2. Mixed + Carbonated Alcoholic Beverages

Sugary mixed drinks make me bloat every. single. time. In the event I really want a tequila sunrise or cranberry vodka, I keep it to one drink per night and/or share with a friend. I completely refrain from carbonated drinks; champagne is a big N.O. (this is a common issue I’ve seen in other IBD and IBS patients). In my sorority days, I’d usually bypass the soda and juice mixers for liquor shots chased with water. Not the easiest way to drink, but it’ll keep you hydrated, force you to pace yourself and possibly give you some mad street cred??? 

Note: Of course, if you do have IBD and are in a flare, I would recommend you skip alcohol altogether. It’s like throwing acid on an open wound. And be mindful for your medications. I will never drink while on corticosteroids or antibiotics, for example.

3. Wheat

Ah, as if there wasn’t enough hate in this world for wheat. I've been told that wheat can lead to water retention, hence the bloat some people experience after, say, a giant bowl of pasta. Here are a couple of my tried and true switch-a-roos when I’m looking to limit this food:

  • At breakfast restaurants I opt for eggs, bacon and fruit over French toast, pancakes or toast (Bonus benefit: I don’t feel like I need a nap afterwards).
  • Taco Tuesday? I make myself a taco bowl instead of tacos in wheat tortillas.
  • At In-n-Out, I always order my burger w/ a lettuce bun instead of a bread bun. They call it “protein style.”  Ask if your restaurant can do the same for you. Just be warned: lettuce buns can get super messy. Napkins at the ready.

4. Highly Fibrous Foods: Raw Vegetables, Nuts, Etc. 

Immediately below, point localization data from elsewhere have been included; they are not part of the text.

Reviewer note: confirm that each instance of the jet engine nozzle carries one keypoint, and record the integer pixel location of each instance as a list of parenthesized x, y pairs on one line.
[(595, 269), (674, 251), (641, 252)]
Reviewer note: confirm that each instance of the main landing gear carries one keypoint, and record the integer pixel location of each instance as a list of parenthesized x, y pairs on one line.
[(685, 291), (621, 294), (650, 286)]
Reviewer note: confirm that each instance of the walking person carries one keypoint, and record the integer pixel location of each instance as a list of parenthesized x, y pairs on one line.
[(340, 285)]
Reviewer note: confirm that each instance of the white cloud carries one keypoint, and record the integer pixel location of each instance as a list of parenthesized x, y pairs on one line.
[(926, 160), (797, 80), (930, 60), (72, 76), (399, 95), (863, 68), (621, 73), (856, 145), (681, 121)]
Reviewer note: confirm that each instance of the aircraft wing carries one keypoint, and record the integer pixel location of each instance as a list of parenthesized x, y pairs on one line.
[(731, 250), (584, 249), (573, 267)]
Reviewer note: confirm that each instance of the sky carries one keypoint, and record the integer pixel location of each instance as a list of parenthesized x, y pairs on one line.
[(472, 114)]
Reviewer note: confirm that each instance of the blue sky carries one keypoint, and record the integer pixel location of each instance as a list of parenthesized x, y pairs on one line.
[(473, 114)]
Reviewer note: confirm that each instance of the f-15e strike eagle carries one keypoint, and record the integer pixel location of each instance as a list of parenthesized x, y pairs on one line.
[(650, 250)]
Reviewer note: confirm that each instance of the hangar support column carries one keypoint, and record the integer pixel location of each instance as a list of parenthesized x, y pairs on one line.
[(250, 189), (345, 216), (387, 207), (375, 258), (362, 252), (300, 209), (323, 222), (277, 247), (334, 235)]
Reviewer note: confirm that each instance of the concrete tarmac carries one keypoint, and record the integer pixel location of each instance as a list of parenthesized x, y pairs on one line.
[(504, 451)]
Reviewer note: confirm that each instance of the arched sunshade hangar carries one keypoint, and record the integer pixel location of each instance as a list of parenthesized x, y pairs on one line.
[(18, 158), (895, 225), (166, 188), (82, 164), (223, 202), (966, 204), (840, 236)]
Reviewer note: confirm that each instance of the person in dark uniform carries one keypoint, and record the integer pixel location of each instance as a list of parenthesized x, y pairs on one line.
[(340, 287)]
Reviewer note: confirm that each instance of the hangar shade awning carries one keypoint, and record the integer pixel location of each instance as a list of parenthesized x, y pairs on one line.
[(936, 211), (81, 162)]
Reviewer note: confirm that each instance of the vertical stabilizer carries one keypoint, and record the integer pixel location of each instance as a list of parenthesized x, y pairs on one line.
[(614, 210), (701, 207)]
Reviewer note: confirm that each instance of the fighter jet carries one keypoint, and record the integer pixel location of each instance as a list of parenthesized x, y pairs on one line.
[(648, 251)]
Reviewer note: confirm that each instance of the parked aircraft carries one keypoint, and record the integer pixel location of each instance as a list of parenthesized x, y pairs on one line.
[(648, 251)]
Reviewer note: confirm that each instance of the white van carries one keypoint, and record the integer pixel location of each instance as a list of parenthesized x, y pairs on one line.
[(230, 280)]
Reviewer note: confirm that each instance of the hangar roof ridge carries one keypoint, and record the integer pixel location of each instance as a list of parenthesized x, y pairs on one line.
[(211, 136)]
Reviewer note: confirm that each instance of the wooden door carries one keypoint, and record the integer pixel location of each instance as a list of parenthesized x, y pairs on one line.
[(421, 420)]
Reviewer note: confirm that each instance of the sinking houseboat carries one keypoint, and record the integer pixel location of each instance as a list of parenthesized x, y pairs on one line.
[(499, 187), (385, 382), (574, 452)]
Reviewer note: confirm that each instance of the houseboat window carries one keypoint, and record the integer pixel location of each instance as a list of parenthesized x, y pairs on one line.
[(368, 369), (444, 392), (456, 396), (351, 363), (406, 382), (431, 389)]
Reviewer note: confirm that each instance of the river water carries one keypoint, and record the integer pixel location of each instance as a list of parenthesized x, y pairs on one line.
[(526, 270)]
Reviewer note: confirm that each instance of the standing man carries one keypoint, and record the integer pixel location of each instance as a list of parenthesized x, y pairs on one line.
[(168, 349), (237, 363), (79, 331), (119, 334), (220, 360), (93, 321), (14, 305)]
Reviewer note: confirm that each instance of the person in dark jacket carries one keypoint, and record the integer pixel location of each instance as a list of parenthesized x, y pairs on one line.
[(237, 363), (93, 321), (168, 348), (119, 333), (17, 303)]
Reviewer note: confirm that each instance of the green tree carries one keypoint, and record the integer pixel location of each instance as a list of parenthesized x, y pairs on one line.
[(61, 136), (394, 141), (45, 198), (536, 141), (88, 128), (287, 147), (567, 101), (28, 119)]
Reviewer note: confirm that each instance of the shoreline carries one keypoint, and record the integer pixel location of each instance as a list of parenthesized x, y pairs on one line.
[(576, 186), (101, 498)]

I bring this up for all my fellow Crohn’s, Colitis + IBS readers. When I was having my first [Crohn’s] flare, I ate tons of nuts, raw foods and cruciferous vegetables (as in broccoli and kale) in an attempt to "be healthier." And yet I'd go to bed every night in pain with a massive distended stomach. Turns out, I was straining my system with waaay too much insoluble fiber, and filling my digestive tract w/ air from all the fermentation. If this sounds like you after eating a huge raw salad, try switching to juiced or cooked veggies, limiting your daily nut intake or mindfully tracking your fiber. It’s an important lesson I’ve learned along my journey – healthy, whole foods aren’t always innocent, and less is sometimes more.

5. Sugar Alcohols

Grab your favorite protein bar and scan the ingredients on its food label. Sugar alcohols are commonly filed under the names erythritol, sorbitol, mannitol, lactitol, xylitol or maltitol, to name a few. They’re hybrids of sugar + alcohol molecules, and an attractive ingredient to put into processed “health” foods. Due to their similar chemical structure, they taste just like sugar, but with fewer calories and a lower glycemic index. Um, hell ya! However, there’s a catch – they can cause some serious bloating and/or gas as they ferment in the gut. So yes, unfortunately, a lot of my favorite protein bars contain sugar alcohols. *Cue the sad violins* But don’t think you have to eliminate them from your diet completely. Instead, I just stay strategic about my timing.  Want to break up with sugar alcohols for good? An alternative I now use is [RxBars]. They pack protein, use few ingredients and still taste ah-mazing.

Maybe some of these foods cause you to bloat too. They may also not! What’s essential is that you stay mindful of your own body. If you want to identify your triggers, keep mental or physical notes of how you feel after every meal. And just because a food makes you bloat doesn’t mean you have to write it off forever. I still eat my favorite protein bars and enjoy big slices of toast from time to time. Let your self-assessment enlighten you, not cripple you!

Happy eating,

DISCLAIMER: Although I am in the process of earning my RD license, the content of this website is in no way intended to be a substitute for professional medical advice. Always seek guidance and the final word from a practicing professional. This is merely a place to share my personal experience and anecdotal advice. Cheers!